The CFRP blades, which are wider than typical turbine blades, are also strikingly lighter. Each aluminum blade in the first prototype weighed approximately 8 to 10 pounds, while the CFRP blades in the latest prototype are 2.4 pounds. The lighter, wider blades can capture low winds that other small wind turbines cannot. “That really helped with the price-per-performance metric,” says Kuppers. “The blades could have even been more expensive than aluminum and still have been worthwhile in terms of dollar per kilowatt hour.”

Reduced costs are imperative if DTI is to succeed in making a commercial small wind turbine. According to Visser, purchasing a small wind turbine today to power the average homeowner usage of 10,000 to 20,000 kilowatts per year costs between $75,000 and $80,000 installed. “Who’s going to shell out that kind of money?” he asks. He estimates that the DTI turbine will sell for around $24,000, and two of them would be sufficient to power the average home. Thanks to its ducted design and other features, the wind turbine is also expected to generate twice as much energy as a regular open-rotor turbine of the same size, says Visser.

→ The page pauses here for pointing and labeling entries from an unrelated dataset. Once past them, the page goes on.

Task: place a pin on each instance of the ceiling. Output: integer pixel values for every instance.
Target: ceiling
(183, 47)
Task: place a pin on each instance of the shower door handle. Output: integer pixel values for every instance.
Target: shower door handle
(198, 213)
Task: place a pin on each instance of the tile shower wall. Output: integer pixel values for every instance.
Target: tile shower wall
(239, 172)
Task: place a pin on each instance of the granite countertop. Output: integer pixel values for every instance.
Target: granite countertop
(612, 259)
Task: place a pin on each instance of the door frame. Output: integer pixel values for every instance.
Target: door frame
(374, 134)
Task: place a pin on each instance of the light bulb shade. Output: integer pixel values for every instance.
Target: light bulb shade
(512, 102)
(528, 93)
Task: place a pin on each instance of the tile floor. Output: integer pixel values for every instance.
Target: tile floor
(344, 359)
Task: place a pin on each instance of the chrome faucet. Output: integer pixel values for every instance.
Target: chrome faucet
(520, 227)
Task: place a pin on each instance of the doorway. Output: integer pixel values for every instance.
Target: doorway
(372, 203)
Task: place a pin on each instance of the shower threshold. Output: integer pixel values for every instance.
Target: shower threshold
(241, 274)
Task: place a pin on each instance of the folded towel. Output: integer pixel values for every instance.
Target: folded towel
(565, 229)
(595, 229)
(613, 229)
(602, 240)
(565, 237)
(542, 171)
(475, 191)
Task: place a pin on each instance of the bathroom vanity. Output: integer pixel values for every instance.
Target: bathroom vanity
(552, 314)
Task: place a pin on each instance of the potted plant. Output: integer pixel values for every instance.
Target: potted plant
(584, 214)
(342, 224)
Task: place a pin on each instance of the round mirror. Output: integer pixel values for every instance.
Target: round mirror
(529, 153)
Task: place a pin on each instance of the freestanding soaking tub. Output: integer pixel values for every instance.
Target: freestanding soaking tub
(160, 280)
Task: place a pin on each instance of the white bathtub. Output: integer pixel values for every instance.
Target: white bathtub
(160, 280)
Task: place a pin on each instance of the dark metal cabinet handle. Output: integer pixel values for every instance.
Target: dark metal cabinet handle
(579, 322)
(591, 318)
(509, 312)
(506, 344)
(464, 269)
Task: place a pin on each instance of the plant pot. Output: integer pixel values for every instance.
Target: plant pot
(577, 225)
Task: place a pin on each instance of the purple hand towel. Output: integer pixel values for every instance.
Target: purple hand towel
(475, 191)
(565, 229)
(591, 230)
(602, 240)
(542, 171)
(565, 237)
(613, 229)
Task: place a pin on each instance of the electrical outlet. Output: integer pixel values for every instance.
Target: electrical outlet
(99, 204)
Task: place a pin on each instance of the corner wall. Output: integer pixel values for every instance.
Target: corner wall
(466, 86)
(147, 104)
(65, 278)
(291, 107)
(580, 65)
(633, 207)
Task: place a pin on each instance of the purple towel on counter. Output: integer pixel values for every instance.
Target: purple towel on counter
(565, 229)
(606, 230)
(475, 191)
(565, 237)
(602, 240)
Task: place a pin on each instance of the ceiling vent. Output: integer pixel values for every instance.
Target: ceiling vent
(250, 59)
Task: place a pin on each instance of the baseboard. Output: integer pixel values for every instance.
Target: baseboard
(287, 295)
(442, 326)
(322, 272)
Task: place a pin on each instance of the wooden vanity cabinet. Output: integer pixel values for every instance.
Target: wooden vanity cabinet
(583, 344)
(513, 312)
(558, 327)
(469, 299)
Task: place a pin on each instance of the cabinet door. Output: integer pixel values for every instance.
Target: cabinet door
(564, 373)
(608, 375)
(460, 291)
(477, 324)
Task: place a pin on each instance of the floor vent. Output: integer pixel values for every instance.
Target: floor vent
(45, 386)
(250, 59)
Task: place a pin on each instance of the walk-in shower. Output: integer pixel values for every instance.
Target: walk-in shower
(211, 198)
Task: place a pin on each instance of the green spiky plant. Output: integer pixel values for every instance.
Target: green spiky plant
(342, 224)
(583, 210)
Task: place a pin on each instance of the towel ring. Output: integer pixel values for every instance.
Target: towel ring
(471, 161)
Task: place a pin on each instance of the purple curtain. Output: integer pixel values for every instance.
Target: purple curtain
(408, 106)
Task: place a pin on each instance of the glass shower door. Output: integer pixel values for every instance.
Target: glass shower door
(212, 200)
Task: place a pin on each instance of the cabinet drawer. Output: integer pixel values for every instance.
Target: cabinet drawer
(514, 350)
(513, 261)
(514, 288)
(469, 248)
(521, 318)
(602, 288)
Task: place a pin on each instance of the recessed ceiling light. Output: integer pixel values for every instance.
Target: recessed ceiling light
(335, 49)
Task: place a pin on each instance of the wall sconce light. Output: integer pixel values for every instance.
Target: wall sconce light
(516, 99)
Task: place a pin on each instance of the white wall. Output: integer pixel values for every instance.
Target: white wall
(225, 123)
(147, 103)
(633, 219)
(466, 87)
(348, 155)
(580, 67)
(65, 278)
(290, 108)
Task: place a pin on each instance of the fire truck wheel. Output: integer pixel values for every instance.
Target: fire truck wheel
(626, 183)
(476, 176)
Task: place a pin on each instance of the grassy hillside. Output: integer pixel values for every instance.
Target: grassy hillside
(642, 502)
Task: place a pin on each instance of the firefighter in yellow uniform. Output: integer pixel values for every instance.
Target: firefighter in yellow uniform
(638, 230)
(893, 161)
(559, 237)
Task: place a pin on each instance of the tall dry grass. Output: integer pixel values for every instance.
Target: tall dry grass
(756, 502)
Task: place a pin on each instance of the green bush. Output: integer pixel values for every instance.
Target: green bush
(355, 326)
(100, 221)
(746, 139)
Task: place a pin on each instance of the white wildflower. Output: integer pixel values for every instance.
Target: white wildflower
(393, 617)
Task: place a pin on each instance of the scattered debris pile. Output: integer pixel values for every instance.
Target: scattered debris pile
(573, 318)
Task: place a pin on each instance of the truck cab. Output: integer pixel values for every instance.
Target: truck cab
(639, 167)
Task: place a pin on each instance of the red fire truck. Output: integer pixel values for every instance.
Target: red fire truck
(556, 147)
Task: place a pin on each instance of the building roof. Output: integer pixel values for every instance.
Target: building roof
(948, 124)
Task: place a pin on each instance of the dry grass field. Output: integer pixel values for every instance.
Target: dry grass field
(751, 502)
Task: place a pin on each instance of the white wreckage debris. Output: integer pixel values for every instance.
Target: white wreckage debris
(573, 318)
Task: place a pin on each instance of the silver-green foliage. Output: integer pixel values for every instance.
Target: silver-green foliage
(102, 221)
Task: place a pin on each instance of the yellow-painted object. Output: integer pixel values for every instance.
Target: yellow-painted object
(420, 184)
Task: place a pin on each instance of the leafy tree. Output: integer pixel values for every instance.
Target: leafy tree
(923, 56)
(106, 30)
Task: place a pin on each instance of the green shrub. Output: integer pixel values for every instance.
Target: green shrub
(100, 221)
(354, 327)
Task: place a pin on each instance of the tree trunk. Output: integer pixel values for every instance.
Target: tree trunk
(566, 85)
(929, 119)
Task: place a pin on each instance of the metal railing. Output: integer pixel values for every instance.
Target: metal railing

DTI expected to complete installation of the CFRP-bladed turbine on the roof of Clarkson University’s Blade Test Facility this winter. Once mounted, the team planned to measure energy generation, noise and vibration levels, and blade performance. “If it performs like it should then the only [issue] would be total system cost,” says Visser.

Casey Hoffman, CEO and co-founder of Vistex, is optimistic. “I think a lot of people have this preconceived notion that composites are so expensive and there’s no way they can afford it,” he says. “But with our technology, we’re really finding that we can help customers realize that these materials are not out of the realm of possibility.”

It will be a while before consumers can purchase a DTI turbine. Visser and Kuppers say that additional CFRP prototypes may be needed. Once the design and materials are finalized, the turbine will be tested for nearly a year by the Small Wind Certification Council (SWCC) to obtain certification, which is important because it enables consumers to receive federal and state incentives. In New York, such incentives could reduce the cost of the turbine to under $5,000. “I can’t think of too many people who wouldn’t take advantage of that,” concludes Visser.